Fallback: Cloudflare Workers
If your Cloudflare plan does not include Modify Response Header (very old Free plans), you can do the same thing with a tiny Worker.
- Go to Workers & Pages → Create application → Create Worker.
- Name it
meridianblue-cspand replace the default code with:
export default {
async fetch(request, env, ctx) {
const response = await fetch(request);
// Only touch HTML responses — don't rewrite headers on images, etc.
const ct = response.headers.get("content-type") || "";
if (!ct.includes("text/html")) return response;
const headers = new Headers(response.headers);
const existing = headers.get("content-security-policy") || "";
const patched = existing
? existing
.replace(/script-src([^;]*)/, "script-src$1 https://cdn.meridianblue.ai")

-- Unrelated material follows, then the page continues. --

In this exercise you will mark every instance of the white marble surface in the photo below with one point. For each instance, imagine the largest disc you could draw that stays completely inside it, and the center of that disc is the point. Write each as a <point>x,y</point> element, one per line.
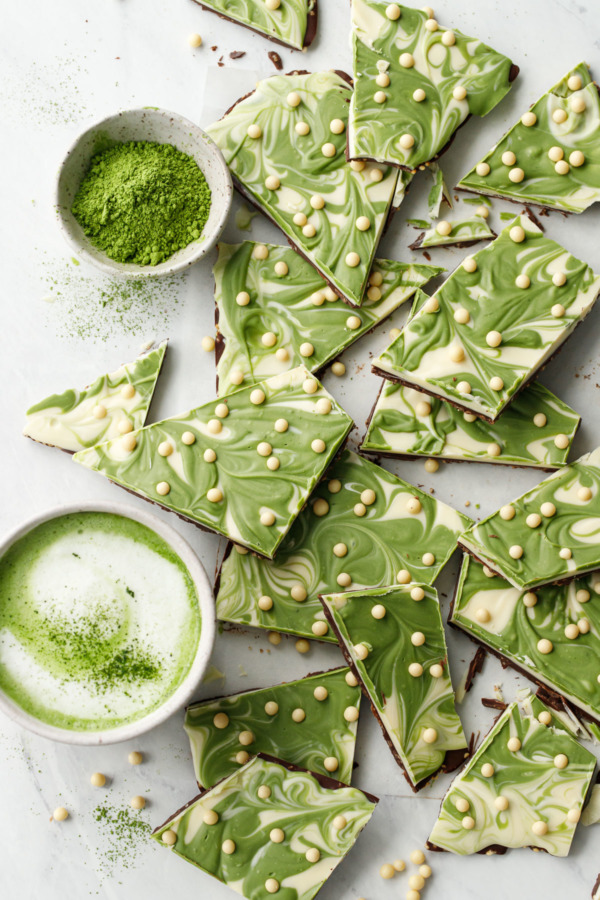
<point>64,64</point>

.replace(/connect-src([^;]*)/, "connect-src$1 https://cdn.meridianblue.ai https://plugin.meridianblue.ai")
: "default-src 'self'; script-src 'self' https://cdn.meridianblue.ai; connect-src 'self' https://cdn.meridianblue.ai https://plugin.meridianblue.ai; style-src 'self' 'unsafe-inline'; img-src 'self' data: https:;";
headers.set("content-security-policy", patched);
return new Response(response.body, {
status: response.status,
statusText: response.statusText,
headers,
});
},
};- Click Save and Deploy.
- Go to your zone → Workers Routes → Add route and bind the Worker to
*your-domain.com/*.
Troubleshooting
"I deployed the rule but still see the CSP error." Hard-reload. Browsers cache CSP headers aggressively. If that doesn't work, check Cloudflare → Caching → Configuration → Development Mode is off and purge the HTML page from the cache.
"My origin sends CSP via a <meta> tag, not a header."
Cloudflare Transform Rules cannot edit HTML body content — only headers. You
will need to either (a) remove the <meta> and switch to the header approach
above, or (b) patch the tag at the application layer (WordPress theme,
Next.js middleware, etc.). Open an issue if you're stuck.
"I have CSP in report-only mode and want to test first."
Change the header name in step 3 from Content-Security-Policy to
Content-Security-Policy-Report-Only. The browser will log violations to
your report endpoint instead of blocking the script.
"I have a nonce-based CSP (script-src 'nonce-…')."
The regex rewrite in step 3 still works — it appends our hostname alongside
the nonce. You do not need to give us a nonce; we are loaded as an
external script, not inline.
Why this is the only configuration step
Every other option is worse:
- Inlining the SDK into every page bloats your HTML by ~25KB on every
request, defeats browser caching, breaks CSP
script-srctightening (you'd need'unsafe-inline'or per-page nonces), and makes upgrades a nightmare — every customer would be frozen on whatever version they pasted. - Same-origin proxy (you serve our JS from
yourdomain.com/mb/loader.js) works but gives up caching, shifts our CDN cost to your origin, and still requires an edit to your infrastructure — we picked Cloudflare because it's the fastest place to make the fix. - A browser extension only works for you, not your visitors.
Allowlisting two hostnames in one header is the smallest possible change that keeps CSP actually enforced. That's why it is the supported install path.